HANDBOOK REVIEW: Should you be so fortunate to have developed an employee handbook, it’s good to review it every couple of years. Form a committee of employees from various parts of the company to review it. Are you still following the policies outlined? Add new policies you are using and delete old ones not being used.
REVIEW FLSA (Fair Labor Standards Act) CLASSIFICATION OF EMPLOYEES: Many employers believe it is within their discretion to make an employee exempt (salaried) from overtime. It is not. The job determines that. Your exempt employees must have considerable decision-making power in their job duties, supervisor others, or the job must require a four year degree.
Should you have classified a job as exempt and it is not, all it takes is one employee to report you to the FLSA (usually an unhappy one on his/her way out). A good percentage of all FLSA audits develop from these circumstances. In the end you could owe two years’ worth of overtime pay for every employee in an exempt position which was really
nonexempt (hourly). If the FLSA thinks you should have known better and did it anyway, they can also assign huge punitive damages.
You may ask how would the employee even know how much overtime was owed him or her? Believe me, they’re keeping track.
For VERY GOOD INFORMATION without a chance of them ever knowing who your company is and coming back on you, call the Department of Labor: 515-284-4625 and they will answer your questions. At this stage, they just want to help employers follow the law.
ONE LAST THING ON FLSA: Employers are under the mistaken misconception that they MUST give a break every four hours and that they MUST offer a lunch period. Not true. The FLSA rules on overtime only. If an employee who is nonexempt (hourly) works more than 40 hours in one week (you determine the “week”) you must pay them time and ½ for over the 40 hours worked.

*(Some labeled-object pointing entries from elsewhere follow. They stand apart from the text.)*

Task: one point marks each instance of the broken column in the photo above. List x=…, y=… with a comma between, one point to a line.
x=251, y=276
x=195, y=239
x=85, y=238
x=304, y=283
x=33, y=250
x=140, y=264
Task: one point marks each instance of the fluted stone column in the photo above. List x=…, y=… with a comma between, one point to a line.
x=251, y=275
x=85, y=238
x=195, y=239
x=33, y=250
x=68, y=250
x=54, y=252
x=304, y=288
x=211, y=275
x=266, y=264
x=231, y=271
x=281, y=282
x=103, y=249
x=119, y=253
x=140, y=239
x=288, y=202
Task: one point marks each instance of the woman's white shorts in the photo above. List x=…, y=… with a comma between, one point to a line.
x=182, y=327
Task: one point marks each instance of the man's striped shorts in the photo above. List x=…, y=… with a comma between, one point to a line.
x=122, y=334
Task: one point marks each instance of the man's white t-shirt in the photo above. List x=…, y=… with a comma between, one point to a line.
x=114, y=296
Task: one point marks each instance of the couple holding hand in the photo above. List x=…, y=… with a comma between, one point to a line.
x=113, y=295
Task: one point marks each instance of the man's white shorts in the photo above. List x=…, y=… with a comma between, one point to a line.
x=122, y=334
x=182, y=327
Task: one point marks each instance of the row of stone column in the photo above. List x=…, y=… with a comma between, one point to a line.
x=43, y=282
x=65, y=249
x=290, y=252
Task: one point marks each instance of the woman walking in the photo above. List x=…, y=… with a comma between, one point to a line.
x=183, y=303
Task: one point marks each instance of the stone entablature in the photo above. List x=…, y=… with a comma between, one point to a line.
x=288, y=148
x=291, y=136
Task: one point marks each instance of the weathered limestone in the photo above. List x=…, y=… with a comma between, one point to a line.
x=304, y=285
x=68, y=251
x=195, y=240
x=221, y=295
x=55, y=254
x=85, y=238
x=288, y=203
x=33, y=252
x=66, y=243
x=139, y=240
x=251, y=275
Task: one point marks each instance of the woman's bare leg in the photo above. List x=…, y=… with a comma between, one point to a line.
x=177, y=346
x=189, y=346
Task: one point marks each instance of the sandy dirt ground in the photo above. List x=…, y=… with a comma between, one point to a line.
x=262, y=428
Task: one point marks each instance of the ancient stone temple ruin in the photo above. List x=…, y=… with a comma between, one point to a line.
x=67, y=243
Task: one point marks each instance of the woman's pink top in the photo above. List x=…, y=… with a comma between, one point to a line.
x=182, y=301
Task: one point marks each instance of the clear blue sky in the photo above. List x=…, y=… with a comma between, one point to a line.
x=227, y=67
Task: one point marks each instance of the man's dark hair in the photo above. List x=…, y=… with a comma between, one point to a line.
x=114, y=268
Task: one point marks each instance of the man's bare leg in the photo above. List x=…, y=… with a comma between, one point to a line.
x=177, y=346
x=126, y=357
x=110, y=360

FORGET THOSE THREATENING SOLICITATIONS TO SELL YOU EEO POSTERS: Iowa Workforce Development offers a free Labor/Employment law Poster to all employers. You may order them by contacting their website at www.iowaworkforce.org. I have also provided The Business Warrior with a cache of posters. Contact one of them to receive one for free.
JOB DESCRIPTION UPDATES: You may say, “What job descriptions?” While small employers may not develop job descriptions to the degree large companies do, it makes sense to jot down your expectations in the job. You list the job objective and five or six responsibilities that are critical to the success of that job and minimum qualifications. It’s extremely helpful for the trainee and is a guide for you to determine if the employee is successfully completing the job duties.
What if you have nothing now? Start this project very simply by asking the person or persons doing the job to come up with their description of what they do. Then you can add to it, refine and develop one you all like. For a simple job description format, please email me at email@example.com.
Hopefully this has been helpful to you. I did include some advice you may do at any time, not necessarily at year-end.